When Gross left his practice in Juneau in 2013, he went back to school to study health care economics, earning a master's of public health at University of California, Los Angeles. Now he's back in Alaska and leading a pair of citizen initiatives to protect consumers and low-income patients
He is thoroughly Alaskan. Gross's father was a legendary Alaska attorney general in the state's formative years. He is also a commercial fisherman.
He volunteers his medical skills in Cambodia and works occasionally at the hospital in Petersburg, where he collects a salary, not a fee for each operation.
"I don't even have to think about the money anymore," Gross said. "For me it's been a very nice change in the way I practice health care, and I don't feel in any way motivated to do surgery because of potential income."
Gross's openness blew the lid off a big secret for me. I have heard how much specialists make in Alaska, but the numbers have been difficult to confirm on the record.
But Gross said it's an open secret, pointing to a report by the national consulting firm Milliman, which documented hospital profit margins and physician reimbursements in some specialties several times higher than outside Alaska.
As an orthopedic surgeon in Juneau, Gross said he worked three to four days a week and earned up to $2.5 million a year. He made that much money performing only five or six surgeries a week. Many surgeons do more and can make proportionately greater incomes, he said.
Gross said almost half his income came from ancillary services, such as equipment and tests. Insurance companies paid five times more for an MRI than in Seattle.
But while Gross earned around 500 percent more than his colleagues outside Alaska, his expenses were only around 30 percent more.
That was in Juneau, where prices are higher than Anchorage. Here, the cost of living is less.
Nor does Gross accept the explanation that Alaska needs the higher salaries to attract doctors. He said he didn't come to Alaska for the money and doesn't think most others doctors do, either.
"Yes, there are a few people who have moved here exclusively because of the known high reimbursement," Gross said. "I would just as soon these people not come to Alaska, because I don't believe they are delivering care in the patients' best interests on many occasions."
Reviewing a list of Alaska's medical specialists and adding up the excess compensation they receive—which he estimates at a million dollars each—Gross said the premium Alaskans pay may exceed $300 million.
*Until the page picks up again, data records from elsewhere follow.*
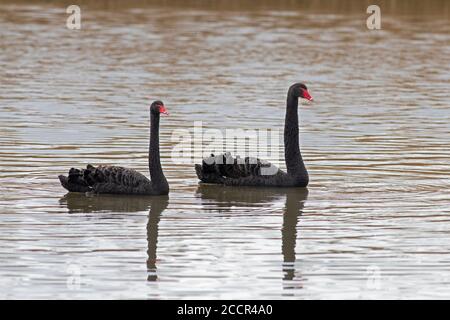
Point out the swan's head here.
[289,82,313,101]
[150,100,169,115]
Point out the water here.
[0,1,450,299]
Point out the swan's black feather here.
[195,152,286,186]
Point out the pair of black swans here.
[59,83,313,195]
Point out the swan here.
[195,83,313,187]
[58,100,169,195]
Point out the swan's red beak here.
[302,89,314,101]
[159,106,169,116]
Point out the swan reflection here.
[59,193,169,281]
[197,184,308,289]
[59,192,154,213]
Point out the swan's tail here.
[58,165,93,192]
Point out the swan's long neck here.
[284,92,307,176]
[148,111,169,190]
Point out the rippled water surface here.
[0,1,450,299]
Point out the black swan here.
[195,83,313,187]
[58,101,169,195]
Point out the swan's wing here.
[60,165,151,193]
[195,153,282,183]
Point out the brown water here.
[0,1,450,299]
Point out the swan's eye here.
[300,88,313,101]
[159,104,169,115]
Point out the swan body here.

But more money is spent on hospitals than specialists, and their rates also are vastly higher than expenses would justify.
Gross doesn't blame the doctors. After all, he collected huge fees for years while he was in private practice in Juneau. Honestly, not many of us would turn down millions of dollars if we were paid that much more than our occupations were normally worth.
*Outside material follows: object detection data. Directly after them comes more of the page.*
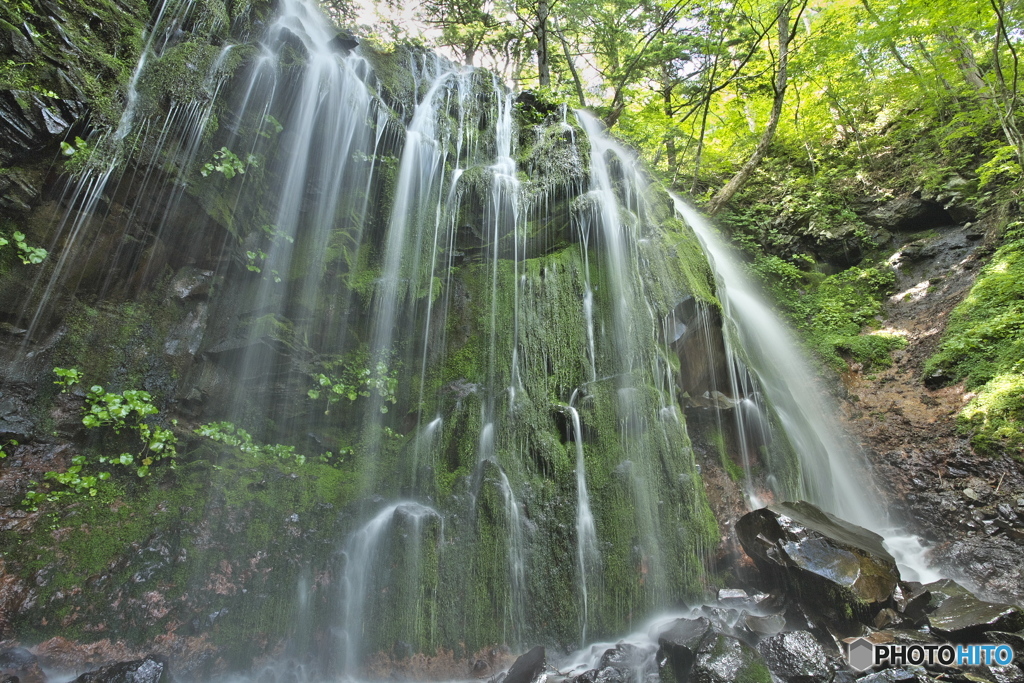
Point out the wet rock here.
[0,391,35,442]
[758,631,834,683]
[0,90,85,166]
[0,647,46,683]
[657,616,712,683]
[718,588,751,606]
[743,614,785,637]
[503,645,545,683]
[595,643,652,683]
[170,266,213,300]
[736,502,899,632]
[928,594,1024,642]
[981,664,1024,683]
[858,196,954,232]
[931,540,1024,602]
[330,31,359,53]
[691,634,771,683]
[73,654,171,683]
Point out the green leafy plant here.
[306,360,398,415]
[200,147,259,180]
[25,368,178,510]
[0,230,48,265]
[196,422,307,465]
[60,137,90,157]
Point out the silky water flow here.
[8,0,937,680]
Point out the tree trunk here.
[537,0,551,88]
[662,63,676,179]
[707,0,792,215]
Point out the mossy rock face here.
[0,2,733,673]
[692,634,773,683]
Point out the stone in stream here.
[735,501,899,634]
[502,645,545,683]
[690,634,772,683]
[743,614,785,637]
[758,631,835,683]
[928,594,1024,643]
[73,654,172,683]
[589,643,653,683]
[0,647,46,683]
[657,616,712,683]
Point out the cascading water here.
[2,0,929,679]
[673,197,938,581]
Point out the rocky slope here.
[842,215,1024,602]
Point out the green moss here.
[924,222,1024,455]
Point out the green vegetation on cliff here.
[924,220,1024,457]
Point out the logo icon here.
[846,638,874,671]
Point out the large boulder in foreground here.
[735,501,900,634]
[72,654,172,683]
[690,634,772,683]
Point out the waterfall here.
[5,0,929,680]
[673,197,938,581]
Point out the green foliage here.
[924,221,1024,453]
[25,368,178,510]
[0,230,47,265]
[751,255,906,371]
[196,422,309,465]
[306,360,398,415]
[200,147,259,180]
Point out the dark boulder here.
[735,502,899,634]
[0,647,46,683]
[657,616,712,683]
[594,643,653,683]
[928,594,1024,642]
[743,614,785,637]
[73,654,172,683]
[758,631,834,683]
[691,634,771,683]
[0,90,85,166]
[858,196,955,232]
[503,645,545,683]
But as his children left home, he became uncomfortable.
"I really did become disillusioned with the way we deliver health care, and I really did start to see it was hurting the state's economy," Gross said. "I just didn't feel good about delivering health care the way we are set up to do that in Alaska. And so it came down to me wanting to be part of the solution."
Gross is the spokesperson for two petition initiatives currently being circulated by paid signature gatherers.
One initiative would add to Alaska law protections from the Affordable Care Act—guaranteeing, for example, that patients cannot be denied insurance due to a pre-existing condition and that children can stay on their parents insurance until age 26.
The other initiative would put the Medicaid expansion approved by Gov. Bill Walker into Alaska law. However, if the federal government did not pay for the care, the legislature could decline to appropriate money for it.
Neither initiative addresses the concern that drove Gross to his new role—the cost of care.
Alaska will need a dramatic change to address that problem. Our millionaire doctors are powerful and can hire lobbyists to prevent passage of laws to reduce their compensation.
And a solution would not be easy. Alaska is decades behind other states in strategies to control medical costs. Many solutions that work in larger population centers are not applicable here. We will need a radical, new way of addressing this problem.
But Alan Gross is the sort of person who could lead that kind of change. He knows the problem. He has the passion. He is not vulnerable to outside pressures.
And he has already made a powerful moral choice.
There is a moral issue here.
Our state's economic life is being drained while a few hundred doctors make millions and hospitals bank out-sized profits. This is not the moral way to care for the sick.